The real turning point came when doctors noticed something unexpected: gloves weren’t just protecting hands from chemicals. They were preventing infections. Joseph Bloodgood, a protégé of Halsted who arrived at Hopkins in 1892, began wearing gloves during all surgeries by 1896. In 1899, he published a landmark report on more than 450 hernia operations showing a near-complete drop in infection rates when surgeons wore gloves.

That finding reframed surgical gloves entirely. What started as a comfort measure became a cornerstone of sterile technique. Over the early 1900s, rubber gloves spread to operating rooms worldwide, though the gloves of that era were thick, reusable, and had to be sterilized between patients.

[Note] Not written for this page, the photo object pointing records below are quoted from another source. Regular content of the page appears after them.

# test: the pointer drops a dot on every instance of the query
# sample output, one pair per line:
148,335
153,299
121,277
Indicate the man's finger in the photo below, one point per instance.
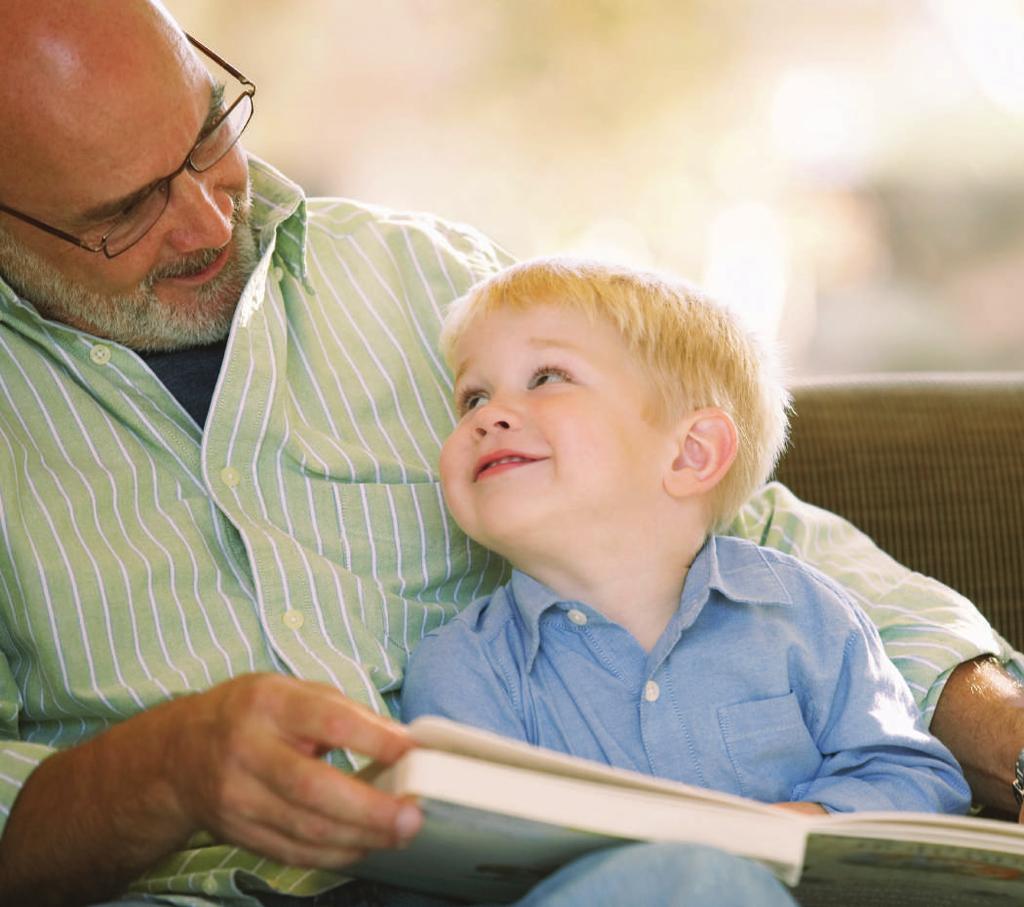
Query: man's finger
322,789
324,717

Disposable Gloves and Mass Adoption

For decades, surgical gloves remained expensive, reusable items that were washed and re-sterilized. That changed in 1964, when the Ansell Rubber Company manufactured the first disposable latex gloves. The breakthrough that made mass production affordable was a new sterilization method: gamma radiation. Compared to previous sterilization techniques, gamma radiation was far cheaper at scale, making single-use gloves economically viable for the first time.

Disposable gloves transformed medical practice beyond the operating room. Suddenly it was practical for doctors, nurses, and lab technicians to wear gloves during routine patient care, blood draws, and examinations, not just surgery.

The AIDS Crisis Made Gloves Mandatory

Even with disposable gloves widely available, many doctors still didn’t wear them for everyday patient contact through the 1970s and into the 1980s. Gloves were seen as a surgical tool, not a routine precaution. The HIV/AIDS epidemic changed that almost overnight.

As awareness grew that bloodborne viruses like HIV and hepatitis B could spread through contact with infected blood and body fluids, health authorities introduced “universal precautions,” the principle that all blood and certain body fluids should be treated as potentially infectious. In December 1991, OSHA finalized its Bloodborne Pathogens Standard, which took effect in March 1992. The rule required employers to provide personal protective equipment, including gloves, for any worker with occupational exposure to blood or other infectious materials. Glove use was no longer optional or left to a doctor’s judgment. It was a legal requirement.

From Latex to Nitrile

Latex dominated the medical glove market for decades after disposables became available, but a new problem emerged: allergies. Both healthcare workers and patients developed sensitivities to latex proteins, sometimes severe enough to cause anaphylaxis. In the mid-1990s, nitrile gloves entered the market. Originally developed for better chemical resistance rather than as a latex replacement, nitrile quickly became the preferred material in healthcare because it eliminated the allergy risk while offering equal or better durability. Today, nitrile gloves are the standard in most hospitals and clinics.

The full timeline spans just over a century. From Caroline Hampton’s irritated hands in 1890 to OSHA’s federal mandate in 1992, gloves went from an improvised solution for one nurse to a non-negotiable part of every medical encounter.